Medicines have been introduced to help overcome Fentanyl addiction by easing the withdrawal process and managing symptoms. Non-opioid medications such as lofexidine and buprenorphine are approved drugs that are now widely used to manage these symptoms. Additionally, nerve stimulating devices have also been used to soothe the immediate impact of withdrawal.
Though a medical detox is highly beneficial, a holistic treatment program can also prove worthwhile. Rehabilitation programs can help deal with cravings and the psychological impact of withdrawal from a drug. With therapy sessions and rehabilitation courses, users can be taught how to manage negative behavioral and psychological symptoms. Through a medical and psycho-social approach, a long-term recovery plan can be drafted.
Managing Fentanyl overdose
A person suffering from a Fentanyl overdose may have a slow or shallow breathing pattern, with the skin and mucosal surfaces such as the lips turning blue. Some may also show chest pain, fits, confusion and irrational behavior.
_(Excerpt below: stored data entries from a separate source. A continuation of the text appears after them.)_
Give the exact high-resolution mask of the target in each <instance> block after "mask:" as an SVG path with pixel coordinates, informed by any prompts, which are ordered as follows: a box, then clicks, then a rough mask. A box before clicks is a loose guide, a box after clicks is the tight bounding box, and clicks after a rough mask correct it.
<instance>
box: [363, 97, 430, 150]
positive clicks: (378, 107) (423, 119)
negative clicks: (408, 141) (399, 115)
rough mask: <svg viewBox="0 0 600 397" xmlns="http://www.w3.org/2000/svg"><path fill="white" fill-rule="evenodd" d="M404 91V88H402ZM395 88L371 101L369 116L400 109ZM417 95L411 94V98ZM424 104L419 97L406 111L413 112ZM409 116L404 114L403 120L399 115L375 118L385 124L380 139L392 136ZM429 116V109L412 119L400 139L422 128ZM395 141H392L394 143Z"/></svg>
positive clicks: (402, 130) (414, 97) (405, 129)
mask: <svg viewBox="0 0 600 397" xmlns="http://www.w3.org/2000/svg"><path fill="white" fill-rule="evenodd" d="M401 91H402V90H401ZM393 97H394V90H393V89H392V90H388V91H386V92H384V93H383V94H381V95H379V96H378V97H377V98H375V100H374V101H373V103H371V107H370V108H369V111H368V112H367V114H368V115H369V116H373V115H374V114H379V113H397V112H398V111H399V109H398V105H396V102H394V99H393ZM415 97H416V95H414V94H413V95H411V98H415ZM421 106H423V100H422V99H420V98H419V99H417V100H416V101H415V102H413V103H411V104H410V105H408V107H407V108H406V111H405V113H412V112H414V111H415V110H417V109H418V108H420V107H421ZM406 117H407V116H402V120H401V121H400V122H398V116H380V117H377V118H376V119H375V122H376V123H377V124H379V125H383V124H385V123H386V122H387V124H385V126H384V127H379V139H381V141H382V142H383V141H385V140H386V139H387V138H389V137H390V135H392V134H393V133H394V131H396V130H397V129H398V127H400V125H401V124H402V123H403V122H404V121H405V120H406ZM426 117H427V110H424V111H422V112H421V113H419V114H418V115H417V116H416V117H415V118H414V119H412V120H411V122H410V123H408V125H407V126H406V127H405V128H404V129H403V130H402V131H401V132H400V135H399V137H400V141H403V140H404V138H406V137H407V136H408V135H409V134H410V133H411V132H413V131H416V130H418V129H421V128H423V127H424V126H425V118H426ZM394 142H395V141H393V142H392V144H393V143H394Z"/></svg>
A drug administered as soon as a Fentanyl overdose is ascertained Naloxone. The drug reverses the action of opioids by completely blocking their receptors. Naloxone can be administered by any person, even if they lack medical expertise. The drug is readily available in pharmacies in nasal sprays or multi-dose syringes. According to experts, it is imperative to keep a naloxone spray at hand when someone in your proximity is using Fentanyl.
A person taking Fentanyl may eventually become tolerant to its effects in the long term. Once tolerance is developed, its dosage will need to be raised to achieve the same result. Developing tolerance to Fentanyl increases dependence on the drug, and people who come dependent experience severe withdrawal symptoms. It is often the complex and often unbearable withdrawal symptoms that make it challenging to stop taking the drug. Thus, people develop a drug-seeking behavior, which is associated with severe consequences. However, managing withdrawal symptoms and overcoming Fentanyl addiction is now possible through medical detoxification and rehabilitation programs. Though medical therapies allow the withdrawal process to be swift, effective rehabilitation therapies can help drug users overcome the urge and cravings they experience during withdrawal. Through therapeutic programs, people can help navigate negative emotions and thoughts, which can help strengthen their minds and make them better equipped to deal with the challenge.
If you or anyone you know is struggling with Fentanyl or opioid addiction, they can access inpatient and outpatient rehabilitation programs that are now widely offered. By seeking care, experts and staff members can work as a team to help you overcome the addiction with the best kind of treatment suitable to your needs.